« 22, Mapesbury Road » montre comment la forme et le fond d’un livre peuvent évoluer pendant son écriture. Rachel Cockerell voulait écrire sur sa grand-mère élevant avec sa sœur leurs enfants dans leur maison londonienne, d’où le titre. Et puis elle a découvert le passé de son arrière-grand-père David Jochelman, qui s’illustra dans une sorte de « spin-off » du mouvement sioniste, visant à trouver des alternatives à la Palestine : il fit venir des Juifs à Galveston au Texas pour les répartir ensuite dans les états du Midwest.
Et c’est ainsi que ce récit familial change de braquet : si Rachel Cockerell finit par évoquer cette grande maison où tous les enfants sont élevés ensemble, c’est après de nombreux détours, puisqu’elle s’attache d’abord à la création du mouvement sioniste, avec les figures de Herzl, Zangwill, les conférences de Bâle … puis nous parle du fils de David, Emjo Bashe, auteur de théâtre dans les années 30 à New York.

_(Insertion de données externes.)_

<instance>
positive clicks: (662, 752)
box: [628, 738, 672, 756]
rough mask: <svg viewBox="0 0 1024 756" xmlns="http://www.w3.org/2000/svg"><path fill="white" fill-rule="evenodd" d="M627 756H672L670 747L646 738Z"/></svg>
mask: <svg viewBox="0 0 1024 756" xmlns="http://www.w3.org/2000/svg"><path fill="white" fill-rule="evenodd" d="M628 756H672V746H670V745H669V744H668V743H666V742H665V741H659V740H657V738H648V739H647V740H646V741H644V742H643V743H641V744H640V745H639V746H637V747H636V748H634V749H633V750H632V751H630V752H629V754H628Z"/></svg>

Et finalement, l’autrice décide de retirer sa voix du récit, en le composant uniquement d’extraits d’articles ou de témoignages. D’abord perplexe, j’ai trouvé que cela remettait pleinement le récit dans le contexte de l’époque (même si le choix des sources est toujours questionnable) avec parfois des positions qui peuvent sembler lunaires ou étonnantes de nos jours.
On lit par exemple ce que pensait Zweig de Theodor Herzl, et je n’imaginais pas un homme si charismatique. On voit également l’impact du pogrom de Kichinev sur la volonté d’accélérer la création d’un état juif, volonté semblant désespérée au vu des pistes explorées (l’Ouganda ?!). J’ai également découvert le rôle politique de Zangwill, que je connaissais en tant qu’auteur (« Le roi des schnorrers » est dans ma pal)
Et finalement, David Jochelman est peut-être le personnage le moins présent de cette histoire, qui est plutôt celle d’un mouvement parti de Russie pour trouver une terre refuge, et celle-ci sera différente selon les branches de la famille : Amérique du Nord, Angleterre, et Israël.
Un livre qui ne m’a pas emmenée là où je pensais aller mais que j’ai trouvé passionnant.
Publié en Octobre 2025 aux éditions de la Table Ronde, traduit par Myriam Anderson, 448 pages.